I stumbled backward and collapsed on our fluorescent orange loveseat as the unmistakable shape of a jet came into view and smashed into the South Tower. The newscaster sounded frantic. “A jet… a jet just hit the second tower.”
At first, they called it a tragic accident.
My brain couldn’t keep up. If one was an accident, what did two mean? With dawning horror, I began to realize.
I walked the mile and a half to campus, anxiously scanning the sky each time I heard a jet passing overhead, a reflex it would take months to quell.
The student union was mobbed.
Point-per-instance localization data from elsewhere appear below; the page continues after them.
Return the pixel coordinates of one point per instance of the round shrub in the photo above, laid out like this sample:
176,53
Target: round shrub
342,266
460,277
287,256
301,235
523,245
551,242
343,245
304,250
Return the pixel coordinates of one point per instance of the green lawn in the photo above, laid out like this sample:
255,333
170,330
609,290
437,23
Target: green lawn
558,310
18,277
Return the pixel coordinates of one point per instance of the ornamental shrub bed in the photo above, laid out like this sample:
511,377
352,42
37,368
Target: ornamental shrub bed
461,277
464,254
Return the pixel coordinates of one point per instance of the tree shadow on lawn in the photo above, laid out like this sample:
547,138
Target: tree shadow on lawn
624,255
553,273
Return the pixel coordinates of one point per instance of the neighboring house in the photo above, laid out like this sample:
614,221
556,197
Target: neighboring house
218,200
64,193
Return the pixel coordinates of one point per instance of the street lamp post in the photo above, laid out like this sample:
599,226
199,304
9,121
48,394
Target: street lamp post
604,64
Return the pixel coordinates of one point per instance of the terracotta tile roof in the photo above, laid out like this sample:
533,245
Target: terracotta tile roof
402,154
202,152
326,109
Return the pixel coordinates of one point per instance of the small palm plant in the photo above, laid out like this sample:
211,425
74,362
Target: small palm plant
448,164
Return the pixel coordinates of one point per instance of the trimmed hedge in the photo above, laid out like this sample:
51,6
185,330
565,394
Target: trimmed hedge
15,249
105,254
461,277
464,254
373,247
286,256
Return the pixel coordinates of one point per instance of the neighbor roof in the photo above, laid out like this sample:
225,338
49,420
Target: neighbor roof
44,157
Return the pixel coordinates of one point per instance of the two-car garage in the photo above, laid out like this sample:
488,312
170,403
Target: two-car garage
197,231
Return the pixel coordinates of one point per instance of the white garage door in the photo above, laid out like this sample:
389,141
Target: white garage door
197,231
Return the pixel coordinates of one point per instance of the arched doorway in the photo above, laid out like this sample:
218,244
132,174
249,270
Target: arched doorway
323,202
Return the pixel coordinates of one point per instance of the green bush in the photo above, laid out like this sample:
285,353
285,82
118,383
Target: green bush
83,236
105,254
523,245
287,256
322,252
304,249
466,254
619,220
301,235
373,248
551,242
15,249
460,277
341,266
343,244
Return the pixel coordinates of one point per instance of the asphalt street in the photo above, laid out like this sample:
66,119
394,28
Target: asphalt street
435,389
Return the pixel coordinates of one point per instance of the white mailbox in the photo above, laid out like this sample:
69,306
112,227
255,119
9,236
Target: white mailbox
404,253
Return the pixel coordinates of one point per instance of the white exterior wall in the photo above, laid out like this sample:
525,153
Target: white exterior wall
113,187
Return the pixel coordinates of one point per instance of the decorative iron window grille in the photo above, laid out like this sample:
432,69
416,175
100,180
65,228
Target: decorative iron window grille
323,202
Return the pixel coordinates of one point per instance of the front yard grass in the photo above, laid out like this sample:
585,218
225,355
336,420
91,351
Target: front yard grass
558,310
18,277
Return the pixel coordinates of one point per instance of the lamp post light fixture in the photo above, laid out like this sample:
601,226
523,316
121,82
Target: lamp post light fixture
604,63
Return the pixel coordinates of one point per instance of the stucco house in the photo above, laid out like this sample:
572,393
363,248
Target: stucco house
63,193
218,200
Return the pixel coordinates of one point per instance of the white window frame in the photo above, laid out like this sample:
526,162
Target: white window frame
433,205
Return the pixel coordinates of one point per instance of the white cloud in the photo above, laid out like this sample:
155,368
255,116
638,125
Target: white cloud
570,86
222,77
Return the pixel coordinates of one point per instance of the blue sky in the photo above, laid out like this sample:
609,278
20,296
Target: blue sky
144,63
We huddled around TV screens, listening, crying, and drawing some small measure of comfort from each other's presence as Peter Jennings reported that the Pentagon had been hit. We knew by now that terrorists had hijacked the planes.
We watched, stunned into a trance of communal pain, as he reported that people on the floors above the impact sites couldn’t get out. They were dying, trapped in the buildings or, unthinkably, by jumping from the burning wreckage.
It would take months for the heaviness in my chest to lesson, and months more for the grief to subside in some small measure.
They say that every generation has its defining moment. For many who were fledgling college students that day, 9/11 was it. Friends and acquaintances dropped out of school to join the military. American flags flew in front of nearly every home, business, and house of worship.
Many of us donated blood because it was all we could think of to do to help. Eventually, blood centers began turning donors away, so overwhelming was the response by people who needed to do something.
We were a nation of panic and rage, of grief and disbelief, but we were also a nation of triumph. While we lost innocence and trust, many gained a deeper appreciation for our freedoms, our military, and the resilience of our nation.
I don’t need to be reminded to remember. None of us who lived through that day do. It is seared into the consciousness of a nation, and its lessons will follow us to the end of our days.